4. Working with job scheduler


Introduction to slurm scheduler and directives

An HPC system might have thousands of nodes and thousands of users. How do we decide who gets what and when? How do we ensure that a task is run with the resources it needs? This job is handled by a special piece of software called the scheduler. On an HPC system, the scheduler manages which jobs run where and when. In brief, scheduler is a

  • Mechanism to control access by many users to shared computing resources
  • Queuing / scheduling system for users’ jobs
  • Manages the reservation of resources and job execution on these resources
  • Allows users to “fire and forget” large, long calculations or many jobs (“production runs”)
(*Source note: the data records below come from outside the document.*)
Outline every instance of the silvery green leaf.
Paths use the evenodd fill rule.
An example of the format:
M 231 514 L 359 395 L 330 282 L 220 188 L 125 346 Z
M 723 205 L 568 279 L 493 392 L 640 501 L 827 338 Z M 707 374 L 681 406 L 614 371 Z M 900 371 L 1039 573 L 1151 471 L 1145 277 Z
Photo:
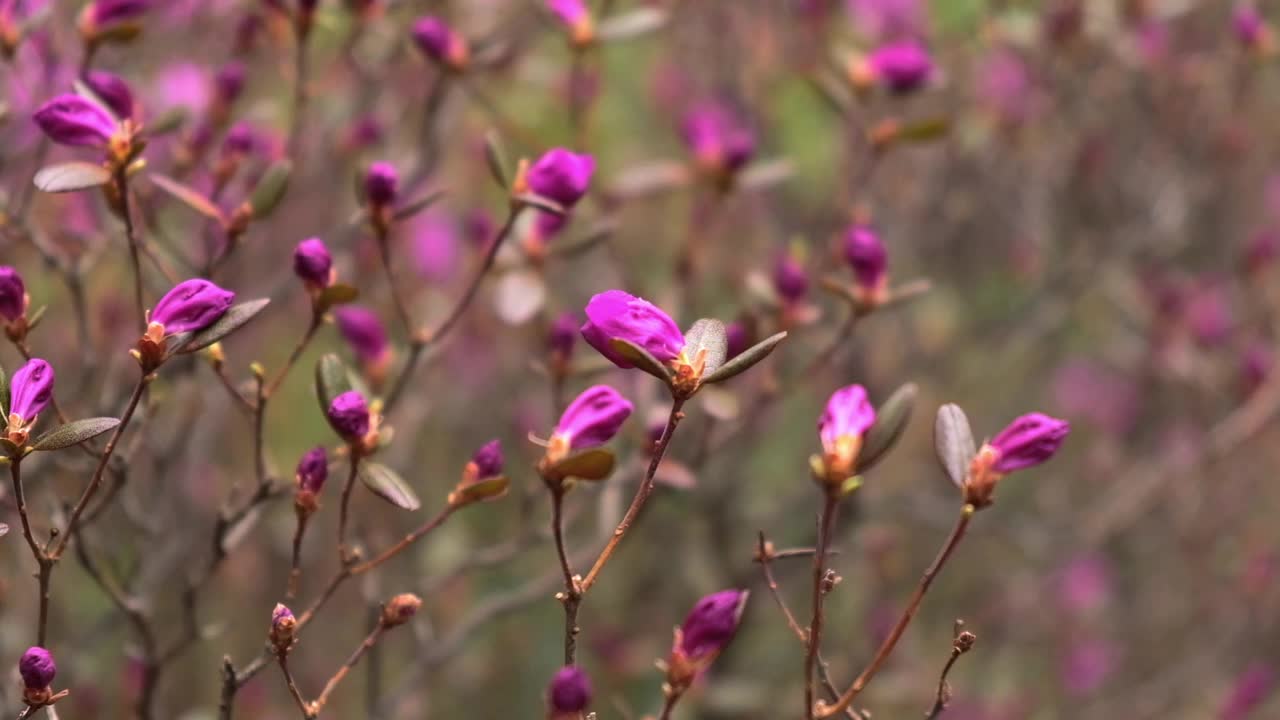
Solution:
M 316 362 L 316 400 L 320 403 L 320 413 L 327 415 L 333 399 L 352 389 L 351 376 L 347 366 L 333 353 L 325 353 Z
M 262 179 L 253 188 L 249 196 L 249 207 L 253 208 L 253 217 L 262 219 L 270 215 L 289 188 L 289 176 L 293 174 L 293 164 L 288 160 L 280 160 L 267 168 Z
M 632 365 L 635 365 L 663 382 L 671 382 L 671 371 L 667 369 L 666 365 L 658 362 L 657 358 L 650 355 L 648 350 L 645 350 L 630 340 L 623 340 L 622 338 L 610 339 L 609 345 L 613 348 L 614 352 L 626 358 L 627 362 Z
M 639 8 L 619 13 L 600 23 L 596 37 L 605 42 L 630 40 L 651 33 L 667 23 L 667 13 L 658 8 Z
M 382 463 L 362 461 L 360 463 L 360 481 L 373 491 L 374 495 L 386 500 L 402 510 L 417 510 L 422 507 L 418 496 L 409 484 L 395 470 Z
M 574 453 L 552 466 L 561 477 L 580 480 L 603 480 L 613 472 L 614 455 L 605 448 L 591 448 Z
M 978 454 L 978 448 L 973 442 L 969 418 L 959 405 L 948 403 L 938 408 L 938 417 L 933 423 L 933 446 L 947 477 L 956 487 L 963 488 L 969 463 Z
M 36 438 L 32 450 L 61 450 L 98 437 L 120 424 L 119 418 L 97 417 L 72 420 Z
M 538 195 L 536 193 L 530 192 L 530 193 L 524 193 L 521 195 L 516 195 L 515 199 L 524 203 L 525 205 L 536 207 L 539 210 L 542 210 L 543 212 L 549 212 L 552 215 L 558 215 L 560 217 L 563 217 L 565 213 L 569 212 L 564 208 L 563 205 L 556 202 L 555 200 L 552 200 L 551 198 L 542 197 L 541 195 Z
M 782 342 L 786 338 L 787 334 L 785 332 L 780 332 L 777 335 L 761 340 L 755 345 L 743 350 L 737 357 L 721 365 L 715 372 L 702 378 L 703 384 L 706 385 L 724 382 L 734 375 L 745 371 L 747 368 L 768 357 L 769 353 L 773 352 L 773 349 L 778 347 L 778 343 Z
M 858 472 L 865 472 L 875 465 L 897 444 L 907 429 L 907 422 L 911 420 L 916 394 L 916 384 L 907 383 L 895 390 L 876 409 L 875 424 L 867 431 L 862 441 L 862 451 L 858 453 Z
M 222 210 L 214 205 L 209 198 L 205 197 L 200 191 L 183 185 L 173 178 L 152 173 L 147 176 L 151 180 L 151 184 L 172 195 L 179 202 L 196 212 L 204 215 L 211 220 L 217 220 L 219 223 L 225 223 L 226 218 L 222 214 Z
M 111 171 L 89 162 L 59 163 L 37 170 L 32 182 L 47 193 L 76 192 L 106 185 Z
M 489 175 L 503 190 L 511 187 L 511 163 L 507 162 L 506 150 L 502 147 L 502 138 L 496 131 L 490 130 L 484 135 L 484 160 L 489 166 Z
M 250 320 L 257 317 L 271 300 L 269 298 L 261 298 L 258 300 L 250 300 L 242 302 L 239 305 L 232 305 L 231 309 L 222 314 L 222 317 L 214 321 L 209 327 L 195 333 L 191 339 L 182 346 L 178 352 L 192 353 L 218 342 L 222 338 L 244 327 Z
M 442 197 L 444 197 L 443 190 L 436 190 L 435 192 L 428 193 L 425 197 L 418 198 L 417 200 L 414 200 L 413 202 L 408 203 L 407 205 L 400 208 L 399 210 L 396 210 L 396 214 L 394 217 L 396 220 L 408 220 L 414 215 L 417 215 L 423 210 L 426 210 L 427 208 L 434 205 L 436 201 Z
M 684 334 L 684 351 L 690 361 L 705 351 L 703 375 L 714 373 L 724 365 L 725 355 L 729 353 L 724 323 L 711 318 L 695 321 Z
Why do we need a scheduler ?

  • To ensure the machine is utilised as fully as possible
  • To ensure all users get a fair chance to use compute resources (demand usually exceeds supply)
  • To track usage - for accounting and budget control
  • To mediate access to other resources e.g. software licences

Commonly used schedulers

  • Slurm
  • PBS , Torque
  • Grid Engine
  • LSF – IBM Systems

image Researchers can not communicate directly to Compute nodes from the login node. Only way to establish a connection OR send scripts to compute nodes is to use scheduler as the carrier/manager

All NeSI clusters use Slurm (Simple Linux Utility for Resource Management) scheduler (or job submission system) to manage resources and how they are made available to users.

Life cycle of a slurm job


The main commands you will use with Slurm on NeSI Mahuika cluster are:

Command Function
sbatch Submit non-interactive (batch) jobs to the scheduler
squeue List jobs in the queue
scancel Cancel a job
sacct Display accounting data for all jobs and job steps in the Slurm job accounting log or Slurm database
srun Slurm directive for parallel computing
sinfo Query the current state of nodes
salloc Submit interactive jobs to the scheduler

A quick note on sinfo(Query the current state of nodes) which is not a command a researcher will use regularly but helps HPC admins and support staff with monitoring.

Exercise 4.1

Let's run the following commands and discuss the outputs

#summary of current states of compute nodes known to the scheduler
$ sinfo

#similar to above but expanded
$ sinfo --format="%16P %.8m %.5a %10T %.5D %80N"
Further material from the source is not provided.